Facebook has recently come under fire for refusing to fact-check political ads placed on its platform, effectively allowing candidates for office to make bogus claims unabated.

Speaking at Georgetown, Mr. Zuckerberg mentioned King twice defending Facebook’s policies as being important to freedom of expression.

“In times of social turmoil, our impulse is often to pull back on free expression. We want the progress that comes from free expression, but not the tension,” said Mr. Zuckerberg. “We saw this when Martin Luther King Jr. wrote his famous letter from Birmingham Jail, where he was unconstitutionally jailed for protesting peacefully.”

“Pulling back on free expression wasn’t the answer and, in fact, it often ended up hurting the minority views we seek to protect,” Mr. Zuckerberg said at Georgetown.

Mr. Zuckerberg mentioned King later in his speech while referring to a First Amendment case heard by the U.S. Supreme Court.

“I don’t think it’s right for a private company to censor politicians or the news in a democracy. And we’re not an outlier here. The other major internet platforms and the vast majority of media also run these same ads,” said Mr. Zuckerberg.

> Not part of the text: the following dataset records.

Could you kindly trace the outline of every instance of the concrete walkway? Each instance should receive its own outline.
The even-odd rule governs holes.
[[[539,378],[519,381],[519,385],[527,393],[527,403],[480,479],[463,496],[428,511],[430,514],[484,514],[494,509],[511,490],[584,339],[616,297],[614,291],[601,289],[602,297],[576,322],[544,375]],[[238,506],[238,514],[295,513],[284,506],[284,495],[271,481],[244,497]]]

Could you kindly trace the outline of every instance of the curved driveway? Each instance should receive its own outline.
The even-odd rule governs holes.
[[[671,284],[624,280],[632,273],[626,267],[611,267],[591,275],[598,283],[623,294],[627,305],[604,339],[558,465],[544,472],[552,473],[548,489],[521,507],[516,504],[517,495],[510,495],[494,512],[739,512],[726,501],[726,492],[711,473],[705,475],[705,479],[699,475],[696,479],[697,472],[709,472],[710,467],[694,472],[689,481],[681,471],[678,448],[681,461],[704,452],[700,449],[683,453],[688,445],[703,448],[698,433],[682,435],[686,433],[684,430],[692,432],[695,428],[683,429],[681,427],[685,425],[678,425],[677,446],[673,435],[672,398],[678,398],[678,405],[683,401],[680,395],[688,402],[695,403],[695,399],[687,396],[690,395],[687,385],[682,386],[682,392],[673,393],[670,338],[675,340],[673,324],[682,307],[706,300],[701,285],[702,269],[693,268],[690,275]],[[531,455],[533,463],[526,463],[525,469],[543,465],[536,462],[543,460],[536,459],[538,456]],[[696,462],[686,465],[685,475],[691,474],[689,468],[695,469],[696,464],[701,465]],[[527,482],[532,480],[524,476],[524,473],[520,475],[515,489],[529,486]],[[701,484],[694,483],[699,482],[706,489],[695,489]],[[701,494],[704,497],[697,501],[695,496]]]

“American tradition also has some precedent here,” he added. “The Supreme Court case I mentioned earlier that gave us our current broad speech rights, New York Times vs Sullivan, was actually about an ad with misinformation, supporting Martin Luther King Jr. and criticizing an Alabama police department. The police commissioner sued the Times for running the ad, the jury in Alabama found against the Times, and the Supreme Court unanimously reversed the decision, creating today’s speech standard.”